Cybersecurity officials are discussing ways to get metrics from the list, as cybersecurity journalist Eric Geller notes:

Understanding KEV's effectiveness is "high on our list of things that we want to get better at tracking," DeRusha said. "We just need the data."
— Eric Geller (@ericgeller) March 1, 2023

State Department should evaluate efforts to combat global cybercrime, GAO says

The Departments of State, Justice, and Homeland Security are falling behind in helping foreign nations develop strategies to combat the growing threat of cybercrime, according to a report released Wednesday by the Government Accountability Office.

The report found that in particular the State Department — which is responsible for providing foreign assistance — has yet to evaluate whether existing collaboration activities, such as sharing information about current threats and offering cyber training to law enforcement agencies in other nations, are effective in combatting global digital crimes.

GAO blamed a lack of resources, difficulty to retain expert staff and inconsistent definitions of cybercrime for the agency’s slow-footed effort to evaluate federal initiatives to build worldwide capacity against cybercrime.
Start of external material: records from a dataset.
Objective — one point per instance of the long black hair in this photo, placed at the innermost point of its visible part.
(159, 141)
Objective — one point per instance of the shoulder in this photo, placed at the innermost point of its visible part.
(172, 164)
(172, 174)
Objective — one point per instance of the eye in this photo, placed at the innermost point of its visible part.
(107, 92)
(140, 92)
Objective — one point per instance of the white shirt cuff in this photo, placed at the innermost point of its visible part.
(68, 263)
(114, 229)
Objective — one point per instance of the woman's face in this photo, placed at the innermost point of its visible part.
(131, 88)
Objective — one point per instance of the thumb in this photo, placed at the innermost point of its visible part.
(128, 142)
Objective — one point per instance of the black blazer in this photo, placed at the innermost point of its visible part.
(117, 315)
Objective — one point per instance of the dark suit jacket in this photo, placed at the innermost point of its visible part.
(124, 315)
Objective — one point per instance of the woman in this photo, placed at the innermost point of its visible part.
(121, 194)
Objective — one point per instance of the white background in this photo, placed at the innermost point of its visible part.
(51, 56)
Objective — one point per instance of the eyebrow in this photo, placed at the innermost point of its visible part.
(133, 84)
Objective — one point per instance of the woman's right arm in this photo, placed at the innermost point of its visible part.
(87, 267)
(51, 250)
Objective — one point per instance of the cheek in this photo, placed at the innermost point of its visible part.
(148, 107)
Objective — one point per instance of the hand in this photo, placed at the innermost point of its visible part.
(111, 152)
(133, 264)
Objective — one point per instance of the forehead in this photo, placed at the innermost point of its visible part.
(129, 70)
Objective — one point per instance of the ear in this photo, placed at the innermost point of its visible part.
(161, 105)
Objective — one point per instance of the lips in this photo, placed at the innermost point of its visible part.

The expert panel also said that global leaders have expressed challenges in working with the United States on cyber issues, including onerous obstacles in obtaining information, a lack of collaboration and limited funding streams. It recommended that the State Department conduct such an evaluation to maximize efforts as cyber risks grow in frequency and scale. The State Department wrote that it agreed with the recommendation.

House panel advances bill to allow Biden to ban TikTok

The House Foreign Affairs Committee on Wednesday voted 24-16 along party lines to advance a bill granting President Biden the authority to ban TikTok, setting the stage for a potentially far-reaching national restriction on a social media platform, David Shepardson reports for Reuters.
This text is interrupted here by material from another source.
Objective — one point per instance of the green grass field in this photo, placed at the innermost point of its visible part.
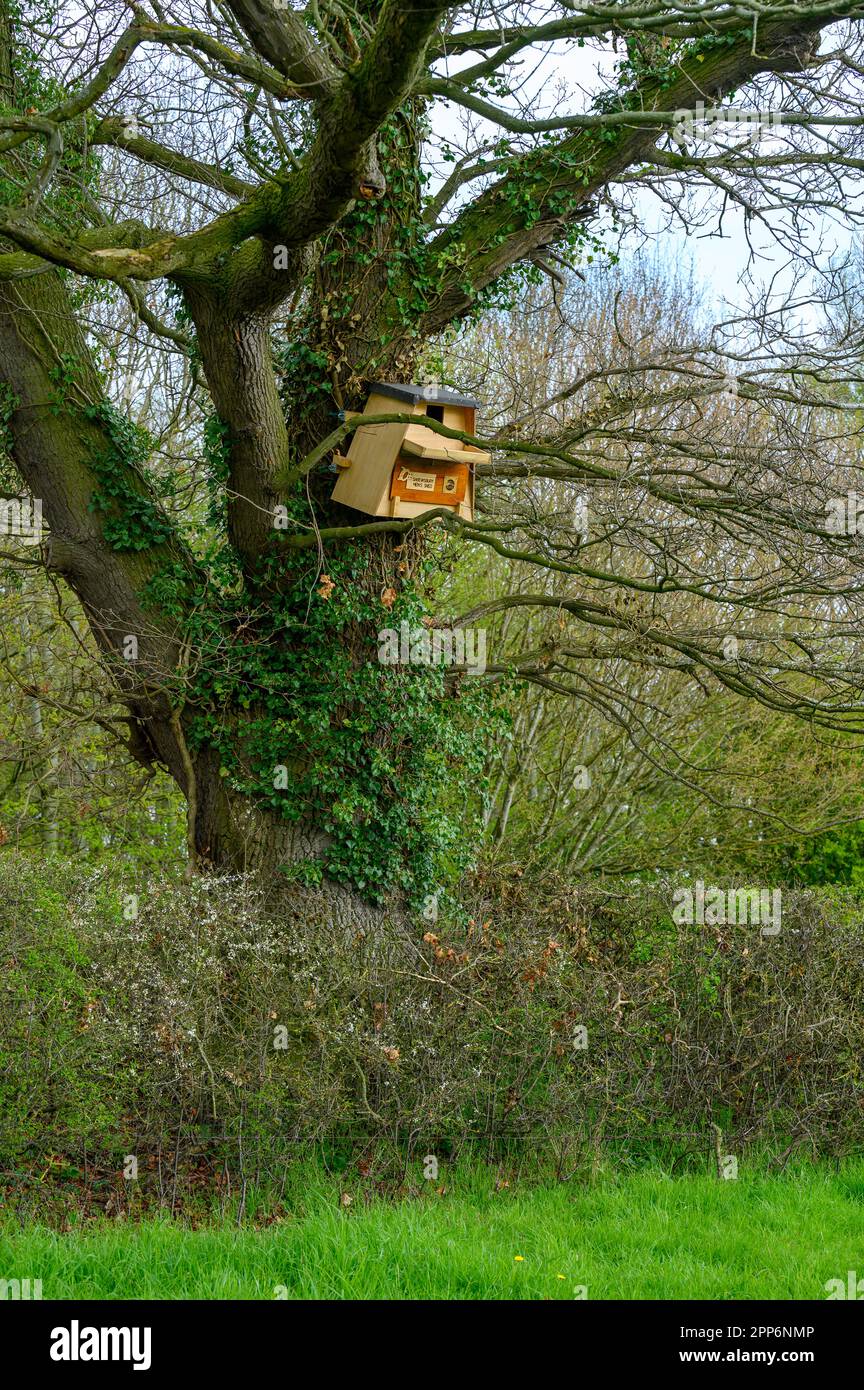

Republican lawmakers argue that the Chinese-owned app, which is used by over 100 million Americans, poses a national security risk. However, Democrats on the panel say the bill was rushed and that details regarding how a ban would be implemented remain unclear. Experts have also previously warned such a bill could set a precedent for banning any app the federal government deems a security risk.

The bill would need to be approved by the full House and the Democratic-controlled Senate before it lands on Biden’s desk. In a press briefing Wednesday, White House press secretary Karine Jean-Pierre said the administration has “concerns” about the app.

The bill’s opponents include the American Civil Liberties Union, which argued that it “would violate the First Amendment rights of millions of Americans who use TikTok to communicate, gather information, and express themselves daily.” TikTok, for its part, has also pushed back on the bill:

pic.twitter.com/zCHrWw1BH6
— TikTokComms (@TikTokComms) March 1, 2023

Daybook

GovCIO holds an event today discussing unintended insider threats to organizations that digitize their infrastructure beginning at 8 a.m., featuring remarks from CISA cybersecurity adviser Jason Burt and White House assistant national director for technology security Anjana Rajan.
The Krach Institute for Tech Diplomacy at Purdue University will hold a webinar about the security implications of Chinese telecommunications company Huawei’s investment in cloud computing services in Saudi Arabia today at 1 p.m.
The Center for Strategic and International Studies holds a discussion about the Biden administration’s soon to be released national cybersecurity strategy today at 2 p.m., with remarks from White House national security adviser Jake Sullivan, acting National Cyber Director Kembra Walden and deputy national security adviser for Cyber and Emerging Technologies Anne Neuberger.

Chat room

Secure log off

If you come across a bear, never push a slower friend down…even if you feel the friendship has run its course.⁣⁣
— National Park Service (@NatlParkService) February 28, 2023

Thanks for reading. See you tomorrow.